Plotkara 2021 – recenzja serialu. Jej buziaki mnie zemdliły

Są seriale, które choć nie są superprodukcjami, zapisały się w historii stając się dziełami ikonicznymi. Takim serialem zdecydowanie jest Plotkara. Wieść o kontynuacji historii bogatych dzieciaków z Upper East Side napawała mnie ekscytacją. Uwielbiam zepsutą, próżną i piękną młodzież, a fakt, iż produkcją zajęło się HBO bardzo dobrze wróżyło. Z tego powodu moje rozczarowanie jest jeszcze większe. Nowa Plotkara to pomyłka. Ktoś powinien za to beknąć!

Plotkara
fot. materiały prasowe

Tak, kontynuacje są trudne. Szczególnie po takim czasie i w obliczu znakomitego pierwowzoru. Proszę mnie źle nie zrozumieć – dostrzegam i rozumiem wszystkie wady oryginalnej Plotkary. Jednak ten serial dostarcza wszystkiego, czego się od niego oczekuje. Charyzmatyczni bohaterowie sprawiają, że pomimo wielu odcinków, mogę wszystkie sezony oglądać ciurkiem. Gdybym tylko nie musiała chodzić do pracy… Takiej porażki się jednak nie spodziewałam.

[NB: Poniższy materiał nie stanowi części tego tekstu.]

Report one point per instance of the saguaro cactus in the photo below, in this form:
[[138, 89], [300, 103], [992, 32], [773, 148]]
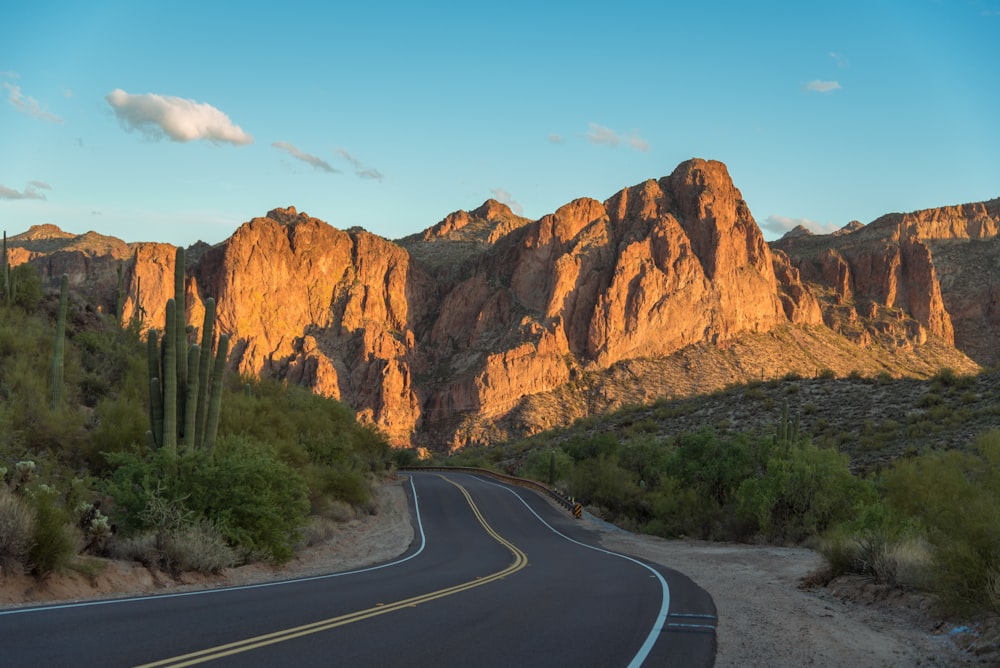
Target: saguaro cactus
[[215, 401], [155, 391], [180, 332], [6, 271], [58, 351], [120, 294], [187, 414], [204, 370], [170, 379]]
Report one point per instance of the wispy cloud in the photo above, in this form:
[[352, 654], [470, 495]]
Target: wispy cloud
[[176, 118], [27, 104], [819, 86], [313, 160], [360, 169], [31, 191], [504, 197], [781, 224], [598, 134]]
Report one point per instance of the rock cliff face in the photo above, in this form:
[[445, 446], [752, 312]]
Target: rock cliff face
[[480, 317], [931, 272]]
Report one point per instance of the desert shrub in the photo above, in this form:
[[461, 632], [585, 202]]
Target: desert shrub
[[647, 460], [803, 491], [330, 484], [199, 546], [27, 291], [16, 532], [548, 465], [121, 426], [605, 485], [584, 447], [257, 501], [713, 465], [680, 511], [955, 495], [52, 544]]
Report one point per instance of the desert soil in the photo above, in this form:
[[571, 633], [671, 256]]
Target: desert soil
[[766, 616]]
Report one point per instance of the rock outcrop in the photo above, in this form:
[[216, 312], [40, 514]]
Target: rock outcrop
[[475, 320], [911, 275]]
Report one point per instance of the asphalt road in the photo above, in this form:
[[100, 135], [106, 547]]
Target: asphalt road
[[496, 576]]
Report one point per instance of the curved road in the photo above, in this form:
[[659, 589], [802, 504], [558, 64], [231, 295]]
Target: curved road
[[496, 576]]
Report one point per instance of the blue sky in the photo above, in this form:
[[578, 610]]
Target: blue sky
[[178, 121]]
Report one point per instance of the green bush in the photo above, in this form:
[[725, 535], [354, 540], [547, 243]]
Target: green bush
[[803, 492], [16, 532], [257, 501], [955, 495], [547, 465], [52, 545]]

https://www.youtube.com/watch?v=E2xYQK48A54

Bohaterowie są napisani fatalnie. Śmiało mogę powiedzieć, że nawet postaci określone jako główne zostały napisane na kolanie i posiadają zaledwie namiastkę osobowości. Charyzma u nich nie istnieje. Są nudni i puści – w zły sposób. Wspomniana pustka nie jest bowiem objawem próżności charakterystycznej dla bogatych dzieciaków, a niedopracowania bohaterów. Każdy z nich posiada jedną, dwie, a maksymalnie trzy cechy. I to tyle. Nie są one nawet szczególnie ciekawe czy zachęcające. Podczas gdy oryginalna Plotkara dysponuje niesamowicie magnetycznymi bohaterami.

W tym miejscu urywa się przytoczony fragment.